Il n’est pas demandé de joindre un justificatif lors de la déclaration en ligne. En revanche, vous devez être en mesure de détailler le calcul en cas de demande. Il est recommandé de conserver un document récapitulatif clair mentionnant le nombre de kilomètres parcourus, la formule appliquée, le montant obtenu et les autres frais ajoutés. Cette présentation facilite la lecture et la gestion en cas de contrôle.
Cohérence du montant déclaré et éléments à garder en cas de demande du fisc
Le montant déclaré au titre des frais réels doit être cohérent avec votre situation professionnelle, votre revenu et votre lieu de travail. L’administration fiscale analyse notamment le rapport entre le salaire perçu et le montant des frais déclarés. Un montant très élevé par rapport au revenu fiscal peut déclencher une demande d’information complémentaire.
En cas de contrôle, vous devez pouvoir produire l’ensemble des éléments permettant de justifier la déduction : détail du calcul des frais kilométriques, barème kilométrique utilisé pour l’année concernée, distance domicile-travail retenue, nombre de jours travaillés, justificatifs des déplacements professionnels supplémentaires, ainsi que toute information attestant de votre activité professionnelle. Le carnet de bord, les tableaux de suivi du kilométrage et les documents internes de l’entreprise peuvent servir d’appui.

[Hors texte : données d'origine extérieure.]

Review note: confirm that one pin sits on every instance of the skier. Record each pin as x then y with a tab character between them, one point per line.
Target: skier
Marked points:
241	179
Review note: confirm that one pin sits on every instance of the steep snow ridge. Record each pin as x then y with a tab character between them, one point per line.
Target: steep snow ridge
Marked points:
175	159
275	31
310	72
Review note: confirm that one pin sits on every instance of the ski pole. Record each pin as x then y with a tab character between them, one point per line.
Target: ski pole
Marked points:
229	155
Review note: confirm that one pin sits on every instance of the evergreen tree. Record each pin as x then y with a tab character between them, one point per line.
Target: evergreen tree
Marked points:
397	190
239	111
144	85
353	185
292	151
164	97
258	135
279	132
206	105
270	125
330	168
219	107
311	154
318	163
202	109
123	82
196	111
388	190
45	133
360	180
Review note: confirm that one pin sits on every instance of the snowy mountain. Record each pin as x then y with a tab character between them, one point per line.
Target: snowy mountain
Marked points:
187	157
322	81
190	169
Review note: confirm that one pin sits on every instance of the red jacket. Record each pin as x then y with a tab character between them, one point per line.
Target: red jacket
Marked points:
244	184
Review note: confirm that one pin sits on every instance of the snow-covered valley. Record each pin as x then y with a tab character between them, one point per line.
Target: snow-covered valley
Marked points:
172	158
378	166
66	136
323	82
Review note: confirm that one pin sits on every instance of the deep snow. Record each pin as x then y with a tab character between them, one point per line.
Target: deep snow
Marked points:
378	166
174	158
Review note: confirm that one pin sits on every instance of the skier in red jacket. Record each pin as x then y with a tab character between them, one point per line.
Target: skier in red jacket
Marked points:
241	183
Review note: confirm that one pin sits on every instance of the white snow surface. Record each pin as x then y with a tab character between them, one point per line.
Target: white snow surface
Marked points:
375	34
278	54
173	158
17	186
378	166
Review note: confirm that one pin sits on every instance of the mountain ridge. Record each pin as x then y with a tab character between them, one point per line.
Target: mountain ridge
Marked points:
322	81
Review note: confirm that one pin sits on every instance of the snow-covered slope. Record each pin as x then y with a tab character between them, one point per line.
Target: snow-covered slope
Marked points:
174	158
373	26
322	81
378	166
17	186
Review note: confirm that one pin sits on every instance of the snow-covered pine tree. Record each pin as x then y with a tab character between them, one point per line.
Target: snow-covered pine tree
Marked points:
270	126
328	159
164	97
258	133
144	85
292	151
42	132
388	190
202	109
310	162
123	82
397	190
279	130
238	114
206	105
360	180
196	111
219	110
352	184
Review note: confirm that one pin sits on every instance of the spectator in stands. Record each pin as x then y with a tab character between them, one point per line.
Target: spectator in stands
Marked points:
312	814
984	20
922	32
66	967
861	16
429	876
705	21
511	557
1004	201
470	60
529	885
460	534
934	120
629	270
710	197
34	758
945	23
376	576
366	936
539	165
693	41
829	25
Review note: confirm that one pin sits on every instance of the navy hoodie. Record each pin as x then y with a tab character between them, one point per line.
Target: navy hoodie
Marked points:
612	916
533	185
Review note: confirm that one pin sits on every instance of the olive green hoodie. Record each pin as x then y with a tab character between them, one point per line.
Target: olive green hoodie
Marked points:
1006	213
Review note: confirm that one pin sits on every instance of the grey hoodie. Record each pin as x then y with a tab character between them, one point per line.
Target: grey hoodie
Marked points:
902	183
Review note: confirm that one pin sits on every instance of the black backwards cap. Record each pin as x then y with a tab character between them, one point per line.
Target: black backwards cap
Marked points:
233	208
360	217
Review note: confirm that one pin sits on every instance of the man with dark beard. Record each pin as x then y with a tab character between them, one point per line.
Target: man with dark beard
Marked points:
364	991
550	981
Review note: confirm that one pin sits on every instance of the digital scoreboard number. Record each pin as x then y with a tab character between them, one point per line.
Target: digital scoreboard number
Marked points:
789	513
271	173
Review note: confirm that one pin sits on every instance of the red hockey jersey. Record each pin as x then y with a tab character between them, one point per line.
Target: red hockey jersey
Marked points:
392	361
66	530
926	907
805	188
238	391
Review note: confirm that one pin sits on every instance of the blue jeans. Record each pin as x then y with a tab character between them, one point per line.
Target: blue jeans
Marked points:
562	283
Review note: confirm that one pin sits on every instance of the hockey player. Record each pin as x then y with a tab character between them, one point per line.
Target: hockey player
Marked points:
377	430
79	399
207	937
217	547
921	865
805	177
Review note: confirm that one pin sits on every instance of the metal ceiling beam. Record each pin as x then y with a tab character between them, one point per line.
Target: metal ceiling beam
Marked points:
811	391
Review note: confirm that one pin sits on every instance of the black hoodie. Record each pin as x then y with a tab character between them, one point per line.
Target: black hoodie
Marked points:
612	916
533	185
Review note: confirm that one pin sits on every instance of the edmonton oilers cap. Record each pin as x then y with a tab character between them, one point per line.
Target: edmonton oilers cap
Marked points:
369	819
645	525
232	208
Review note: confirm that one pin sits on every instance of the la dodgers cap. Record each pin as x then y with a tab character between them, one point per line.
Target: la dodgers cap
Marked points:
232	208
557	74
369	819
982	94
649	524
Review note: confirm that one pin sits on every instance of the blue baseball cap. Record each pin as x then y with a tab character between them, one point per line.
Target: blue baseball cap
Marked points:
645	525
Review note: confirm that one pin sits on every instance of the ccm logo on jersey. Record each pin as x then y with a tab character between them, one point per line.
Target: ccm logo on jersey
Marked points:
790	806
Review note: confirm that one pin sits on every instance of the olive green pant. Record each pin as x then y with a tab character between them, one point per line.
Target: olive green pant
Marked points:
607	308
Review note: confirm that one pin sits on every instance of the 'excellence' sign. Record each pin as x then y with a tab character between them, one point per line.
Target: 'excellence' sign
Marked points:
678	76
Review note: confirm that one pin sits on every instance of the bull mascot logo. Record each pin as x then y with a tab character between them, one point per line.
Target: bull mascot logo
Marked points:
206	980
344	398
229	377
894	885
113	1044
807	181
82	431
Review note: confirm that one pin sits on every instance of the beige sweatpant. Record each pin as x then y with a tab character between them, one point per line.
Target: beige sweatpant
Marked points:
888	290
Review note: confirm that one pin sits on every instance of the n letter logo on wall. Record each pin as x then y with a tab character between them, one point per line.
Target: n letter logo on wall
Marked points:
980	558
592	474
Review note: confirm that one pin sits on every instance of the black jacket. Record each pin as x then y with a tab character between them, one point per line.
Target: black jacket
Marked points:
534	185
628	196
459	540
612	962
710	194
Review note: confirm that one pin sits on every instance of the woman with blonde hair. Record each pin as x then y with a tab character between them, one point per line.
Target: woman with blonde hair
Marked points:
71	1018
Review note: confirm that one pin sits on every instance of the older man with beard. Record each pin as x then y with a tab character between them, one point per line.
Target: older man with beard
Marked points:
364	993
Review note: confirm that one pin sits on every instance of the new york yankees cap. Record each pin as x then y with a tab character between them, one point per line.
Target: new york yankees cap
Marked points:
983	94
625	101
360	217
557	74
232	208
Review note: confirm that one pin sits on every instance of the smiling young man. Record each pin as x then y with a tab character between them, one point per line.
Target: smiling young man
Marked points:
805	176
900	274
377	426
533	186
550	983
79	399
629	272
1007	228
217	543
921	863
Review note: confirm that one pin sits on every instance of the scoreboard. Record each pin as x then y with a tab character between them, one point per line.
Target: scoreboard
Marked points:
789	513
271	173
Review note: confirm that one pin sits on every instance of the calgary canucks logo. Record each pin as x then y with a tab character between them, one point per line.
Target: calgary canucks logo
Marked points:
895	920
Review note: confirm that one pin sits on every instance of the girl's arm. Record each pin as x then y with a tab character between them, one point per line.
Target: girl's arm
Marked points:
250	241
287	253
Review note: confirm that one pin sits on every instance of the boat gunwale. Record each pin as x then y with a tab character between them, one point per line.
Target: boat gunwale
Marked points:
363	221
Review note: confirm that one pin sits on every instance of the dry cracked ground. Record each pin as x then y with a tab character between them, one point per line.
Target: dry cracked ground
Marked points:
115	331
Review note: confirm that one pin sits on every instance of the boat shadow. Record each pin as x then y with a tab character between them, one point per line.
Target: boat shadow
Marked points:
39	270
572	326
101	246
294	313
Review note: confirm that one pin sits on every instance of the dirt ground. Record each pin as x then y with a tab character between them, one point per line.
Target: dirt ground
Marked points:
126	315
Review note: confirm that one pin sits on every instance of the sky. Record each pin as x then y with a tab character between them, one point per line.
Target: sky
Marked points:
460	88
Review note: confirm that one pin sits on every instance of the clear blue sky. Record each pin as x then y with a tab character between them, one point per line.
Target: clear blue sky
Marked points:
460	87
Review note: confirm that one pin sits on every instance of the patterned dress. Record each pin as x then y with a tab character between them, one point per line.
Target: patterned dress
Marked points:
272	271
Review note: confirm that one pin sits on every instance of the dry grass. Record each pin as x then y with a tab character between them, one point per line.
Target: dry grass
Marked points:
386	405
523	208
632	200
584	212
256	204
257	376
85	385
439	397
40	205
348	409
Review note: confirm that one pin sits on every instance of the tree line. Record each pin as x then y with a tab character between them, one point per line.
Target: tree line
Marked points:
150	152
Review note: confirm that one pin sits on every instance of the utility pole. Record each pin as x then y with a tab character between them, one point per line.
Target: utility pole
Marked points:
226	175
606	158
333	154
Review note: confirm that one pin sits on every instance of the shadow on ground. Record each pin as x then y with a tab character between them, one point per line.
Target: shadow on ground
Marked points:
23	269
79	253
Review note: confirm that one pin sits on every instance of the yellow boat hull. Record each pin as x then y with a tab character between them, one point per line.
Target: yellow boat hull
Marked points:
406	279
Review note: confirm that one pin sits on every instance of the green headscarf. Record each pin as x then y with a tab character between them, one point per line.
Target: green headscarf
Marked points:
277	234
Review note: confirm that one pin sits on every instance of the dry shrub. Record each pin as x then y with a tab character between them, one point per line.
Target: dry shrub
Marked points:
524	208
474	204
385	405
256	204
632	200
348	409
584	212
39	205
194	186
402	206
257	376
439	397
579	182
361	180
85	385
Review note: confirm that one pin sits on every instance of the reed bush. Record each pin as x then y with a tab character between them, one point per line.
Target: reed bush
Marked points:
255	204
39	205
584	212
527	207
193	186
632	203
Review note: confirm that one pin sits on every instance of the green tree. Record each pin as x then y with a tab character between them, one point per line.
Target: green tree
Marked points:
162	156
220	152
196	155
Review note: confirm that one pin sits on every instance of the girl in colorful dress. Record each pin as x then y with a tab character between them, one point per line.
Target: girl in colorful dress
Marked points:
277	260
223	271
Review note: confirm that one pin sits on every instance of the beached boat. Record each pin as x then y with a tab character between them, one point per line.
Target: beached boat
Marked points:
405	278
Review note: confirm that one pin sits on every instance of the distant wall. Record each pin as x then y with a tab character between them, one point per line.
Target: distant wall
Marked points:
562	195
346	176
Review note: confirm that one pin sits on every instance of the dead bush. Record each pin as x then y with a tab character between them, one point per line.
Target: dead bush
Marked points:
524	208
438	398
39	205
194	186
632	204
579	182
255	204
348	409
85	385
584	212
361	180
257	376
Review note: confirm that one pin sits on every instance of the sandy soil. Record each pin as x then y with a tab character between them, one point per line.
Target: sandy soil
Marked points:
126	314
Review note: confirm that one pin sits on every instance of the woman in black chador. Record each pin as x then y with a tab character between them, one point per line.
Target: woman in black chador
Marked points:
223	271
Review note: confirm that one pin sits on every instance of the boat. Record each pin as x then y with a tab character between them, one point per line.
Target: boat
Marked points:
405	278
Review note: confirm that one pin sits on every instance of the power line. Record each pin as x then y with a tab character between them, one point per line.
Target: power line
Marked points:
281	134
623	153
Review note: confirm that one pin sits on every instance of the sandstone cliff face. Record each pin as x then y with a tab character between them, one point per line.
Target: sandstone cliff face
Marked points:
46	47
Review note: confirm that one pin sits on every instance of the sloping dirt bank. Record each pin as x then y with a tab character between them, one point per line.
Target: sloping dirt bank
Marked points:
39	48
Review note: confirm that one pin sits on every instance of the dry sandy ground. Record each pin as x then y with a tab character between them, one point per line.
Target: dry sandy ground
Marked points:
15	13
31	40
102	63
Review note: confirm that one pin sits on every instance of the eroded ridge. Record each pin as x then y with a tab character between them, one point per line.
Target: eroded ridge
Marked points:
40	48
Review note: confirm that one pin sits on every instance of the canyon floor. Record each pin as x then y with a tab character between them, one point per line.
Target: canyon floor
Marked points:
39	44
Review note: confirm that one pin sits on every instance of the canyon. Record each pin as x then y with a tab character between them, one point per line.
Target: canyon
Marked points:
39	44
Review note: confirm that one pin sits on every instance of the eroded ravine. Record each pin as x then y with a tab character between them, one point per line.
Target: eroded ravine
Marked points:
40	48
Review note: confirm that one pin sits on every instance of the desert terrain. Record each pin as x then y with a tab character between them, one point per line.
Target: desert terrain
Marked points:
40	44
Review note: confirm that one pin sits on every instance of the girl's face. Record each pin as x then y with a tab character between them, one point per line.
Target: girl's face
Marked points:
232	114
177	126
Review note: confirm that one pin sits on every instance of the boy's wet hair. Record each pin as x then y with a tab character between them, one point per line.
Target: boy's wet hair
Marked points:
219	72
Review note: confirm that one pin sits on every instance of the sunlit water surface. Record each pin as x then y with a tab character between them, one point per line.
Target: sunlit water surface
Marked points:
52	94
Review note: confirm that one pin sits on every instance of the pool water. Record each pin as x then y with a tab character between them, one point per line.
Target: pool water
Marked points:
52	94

Vous devez également conserver les justificatifs relatifs aux éventuels remboursements perçus de votre employeur. Si une indemnité kilométrique a été versée, le montant déduit doit correspondre uniquement à la part non remboursée. Toute incohérence entre les sommes perçues et les frais déduits peut entraîner une rectification.
L’administration fiscale dispose en principe d’un délai de reprise de trois ans pour contrôler la déclaration. Pendant cette période, vous devez conserver l’ensemble des documents justificatifs. En cas d’erreur ou d’insuffisance de justification, un redressement peut être notifié, assorti d’intérêts de retard et, le cas échéant, d’une amende en cas de manquement délibéré.
Déclarer correctement les frais kilométriques implique donc une cohérence complète entre le calcul, le montant inscrit dans la déclaration et les pièces conservées. Cette rigueur conditionne la validité de la déduction fiscale et la sécurité de votre situation vis-à-vis de l’administration fiscale française.